Kommentar zum 4. Fastensonntag von Henri Hamus (14.3.2021)

Es ist die sogenannte Nikodemusstunde. In der Nacht. Der Tageslärm ist verstummt. Ablenkungen und Zerstreuungen sind verschwunden. Jesus und Nikodemus haben die Zeit vergessen, sind im Gespräch vertieft, können ganz bei sich selbst sein. Und je länger das Gespräch dauert, umso tiefer gehen die Gedanken.

Jesus führt Nikodemus in die Mitte. Der Gesetzeslehrer, der andere führt, muss geführt werden. Von der Vielzahl von Geboten und Fragen zur Mitte. Niemand lebt von Gesetzen und immer weiter ins Detail gehenden Lebensregeln.

Jesus geht aufs Ganze: Gott liebt die Welt! So sehr, dass er seinen Sohn gibt! Ohne Wenn und Aber. Er gibt ihn, er schenkt ihn.

„Gott IST Liebe“, schreibt Johannes. Das ist kein Gefühl, das ist Leben und Tat! Im Sonntagsevangelium dieses 4. Fastensonntages überwiegen die Tu-Wörter: senden, geben, richten, retten, ans Licht kommen, aufdecken, die Wahrheit tun.

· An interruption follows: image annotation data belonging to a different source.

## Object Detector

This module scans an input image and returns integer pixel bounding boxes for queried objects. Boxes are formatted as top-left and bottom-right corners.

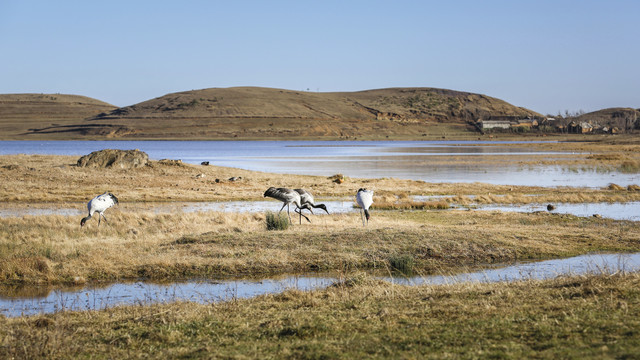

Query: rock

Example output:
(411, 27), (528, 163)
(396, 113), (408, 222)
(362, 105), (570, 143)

(78, 149), (149, 169)
(158, 159), (184, 166)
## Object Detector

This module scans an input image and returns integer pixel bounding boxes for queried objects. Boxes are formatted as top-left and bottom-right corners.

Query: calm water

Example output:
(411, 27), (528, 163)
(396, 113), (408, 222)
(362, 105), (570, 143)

(0, 141), (640, 188)
(0, 197), (640, 221)
(0, 253), (640, 317)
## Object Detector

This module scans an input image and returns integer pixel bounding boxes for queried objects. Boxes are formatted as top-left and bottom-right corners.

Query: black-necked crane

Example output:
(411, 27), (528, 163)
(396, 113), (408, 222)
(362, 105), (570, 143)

(80, 192), (118, 227)
(293, 189), (329, 218)
(356, 188), (373, 226)
(264, 187), (311, 224)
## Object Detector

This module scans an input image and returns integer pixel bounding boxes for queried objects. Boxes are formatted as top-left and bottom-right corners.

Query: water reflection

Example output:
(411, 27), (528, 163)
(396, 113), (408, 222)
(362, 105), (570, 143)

(0, 195), (640, 221)
(0, 253), (640, 316)
(0, 141), (640, 188)
(479, 201), (640, 221)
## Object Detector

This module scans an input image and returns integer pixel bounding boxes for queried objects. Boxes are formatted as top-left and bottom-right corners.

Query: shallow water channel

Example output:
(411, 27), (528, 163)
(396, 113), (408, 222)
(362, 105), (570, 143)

(0, 253), (640, 317)
(0, 197), (640, 221)
(0, 140), (640, 188)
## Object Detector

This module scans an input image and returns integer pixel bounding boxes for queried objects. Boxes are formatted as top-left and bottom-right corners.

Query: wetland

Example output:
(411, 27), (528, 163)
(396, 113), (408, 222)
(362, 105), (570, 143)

(0, 138), (640, 358)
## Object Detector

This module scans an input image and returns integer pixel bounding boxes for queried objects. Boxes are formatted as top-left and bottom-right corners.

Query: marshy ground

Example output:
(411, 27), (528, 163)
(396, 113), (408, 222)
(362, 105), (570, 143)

(0, 137), (640, 358)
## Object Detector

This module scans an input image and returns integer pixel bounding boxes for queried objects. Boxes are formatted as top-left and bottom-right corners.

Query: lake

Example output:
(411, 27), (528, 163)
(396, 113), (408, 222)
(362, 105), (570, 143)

(0, 141), (640, 188)
(0, 253), (640, 317)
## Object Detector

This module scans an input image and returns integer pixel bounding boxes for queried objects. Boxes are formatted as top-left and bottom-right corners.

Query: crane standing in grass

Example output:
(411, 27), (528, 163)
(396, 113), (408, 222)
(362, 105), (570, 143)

(294, 189), (329, 219)
(264, 187), (313, 224)
(80, 192), (118, 227)
(356, 188), (373, 226)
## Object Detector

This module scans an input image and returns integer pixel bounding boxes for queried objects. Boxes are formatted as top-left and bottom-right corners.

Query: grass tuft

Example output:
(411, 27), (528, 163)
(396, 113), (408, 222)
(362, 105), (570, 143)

(389, 254), (415, 275)
(265, 211), (289, 230)
(619, 160), (640, 173)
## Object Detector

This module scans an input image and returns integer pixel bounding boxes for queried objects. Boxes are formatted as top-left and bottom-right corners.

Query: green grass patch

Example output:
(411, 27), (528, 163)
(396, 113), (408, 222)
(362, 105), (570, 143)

(265, 211), (290, 230)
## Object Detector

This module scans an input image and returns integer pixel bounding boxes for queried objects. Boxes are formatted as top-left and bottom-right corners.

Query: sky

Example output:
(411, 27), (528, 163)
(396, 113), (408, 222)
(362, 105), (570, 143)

(0, 0), (640, 115)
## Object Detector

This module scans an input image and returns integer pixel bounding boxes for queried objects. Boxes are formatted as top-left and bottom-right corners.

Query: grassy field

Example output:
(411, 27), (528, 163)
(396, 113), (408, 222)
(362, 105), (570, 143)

(0, 274), (640, 359)
(0, 141), (640, 359)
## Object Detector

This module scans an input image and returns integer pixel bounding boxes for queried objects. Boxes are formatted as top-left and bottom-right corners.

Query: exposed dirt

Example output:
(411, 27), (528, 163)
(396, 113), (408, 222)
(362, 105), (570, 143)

(0, 87), (541, 140)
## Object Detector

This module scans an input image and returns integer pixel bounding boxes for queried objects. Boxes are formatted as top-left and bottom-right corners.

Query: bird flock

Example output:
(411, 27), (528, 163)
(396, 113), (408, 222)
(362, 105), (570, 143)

(80, 187), (373, 227)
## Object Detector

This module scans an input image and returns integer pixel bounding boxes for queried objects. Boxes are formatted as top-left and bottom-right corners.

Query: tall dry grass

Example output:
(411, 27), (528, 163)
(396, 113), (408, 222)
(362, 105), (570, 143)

(0, 155), (640, 207)
(0, 209), (640, 284)
(0, 274), (640, 359)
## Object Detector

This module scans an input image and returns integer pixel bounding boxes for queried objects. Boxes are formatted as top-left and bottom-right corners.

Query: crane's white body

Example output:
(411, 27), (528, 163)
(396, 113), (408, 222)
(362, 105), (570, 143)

(264, 187), (311, 224)
(294, 189), (329, 214)
(356, 189), (373, 226)
(80, 192), (118, 226)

Es geht Gott um den Menschen, er will für ihn Leben, Leben in Fülle. Es schmerzt ihn, wenn der Mensch leidet, sich auf Umwegen und Irrwegen verrennt. „Ich habe das Elend meines Volkes gesehen“, sagt er zu Mose.

Wünsche und Erwartungen

Wer liebt, hat einen Blick für den Geliebten. Er lässt ihn nicht mehr aus den Augen. Er liest ihm buchstäblich die Wünsche von den Augen ab.

Wir haben so viele Wünsche und Erwartungen. Gerade auch nach einem vollen Jahr mit Corona-Erfahrung. Wir wünschen, dass statt Abstand wieder Umarmung und Kontakt möglich werden, dass statt Maske wieder ein Lächeln und ein Kuss möglich werden, dass auch in den Kirchen wieder mehr spürbar wird, dass wir Gemeinschaft sind, dass in den Kirchen statt genaues Abzählen und Platzzuweisungen wieder frohes Feiern und Freude am gegenwärtigen Herrn Jesus vorherrschen, dass statt ängstlicher Zurückhaltung wieder zuversichtliche Fürsorge für andere trete, dass statt immer neue Verhaltensregeln die Frohe Botschaft verkündet wird...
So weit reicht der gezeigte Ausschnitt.